There's a scene in the third season of The West Wing where the fictional President Josiah Bartlet (Martin Sheen) is working on his re-election kickoff speech and sparring with press secretary C.J. Cregg (Allison Janney). Suddenly he starts reminiscing about his first campaign for president, when he, then the New Hampshire governor, began as a serious underdog to Texas Sen. John Hoynes (Tim Matheson). "I was never supposed to win," Bartlet tells Cregg. "I got in it polling in the single digits. Hoynes had it locked up. I got in it to give some speeches and keep him honest."

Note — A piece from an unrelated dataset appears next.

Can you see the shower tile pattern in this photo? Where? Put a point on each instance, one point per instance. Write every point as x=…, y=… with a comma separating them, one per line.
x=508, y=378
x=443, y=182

If Sen. Bernie Sanders (I-Vt.) wins the Democratic presidential nomination, and then the general election, it's very easy to imagine him saying something similar in 2019.
Indeed, Sanders routinely mentions how he began his own campaign for president facing long odds. He repeated the line on Tuesday night, in his long victory speech after winning the New Hampshire primary by a historically wide margin over one-time prohibitive favorite Hillary Clinton.
"Nine months ago, we began our campaign here in New Hampshire, we had no campaign organization, we had no money, and we were taking on the most powerful political organization in the United States of America," Sanders said. He got into the race with a message about the dangers of money in politics and growing wealth inequality, and he has been repeating it, with demonstrable efficacy, ever since.
After Sanders' close second-place finish in Iowa and sizable victory in New Hampshire, Democrats seem to be gearing up for a hard-fought race for the nomination. Clinton is a slight favorite in Nevada, the next state to vote (on Saturday, Feb. 20), "but it will be closer than people think, and she's not a lock," says Nevada political analyst Jon Ralston. Polling in Nevada, South Carolina, and other future primary and caucus states has been spotty. Clinton is expected to do better in states where the electorate is more moderate and there are more black and Latino voters, but that hasn't been put to the test yet.
If Sanders makes inroads against Clinton's firewall demographics, he might win the nomination. If he wins the Democratic nomination, and Republicans choose a polarizing figure like Donald Trump or Sen. Ted Cruz (Texas), Sanders has a legitimate shot at being elected president. There has been a lot of speculation about whether Trump really wants to be president, but maybe the same question should be asked about Sanders: Is he really in it to win it?
One of Sanders' most appealing qualities is his apparent lack of lust for power. He certainly isn't the only candidate to claim he is running not for his own glory but for his cause, for the people, but he's probably the only one who is believable when he says that. Still, Sanders is also an avowed democratic socialist promising a political and economic "revolution" in a proudly capitalist nation, aiming to be the first Jewish president and the oldest person to hold the office. Nobody would blame him for being surprised, and even a little disconcerted, that he has gotten this far.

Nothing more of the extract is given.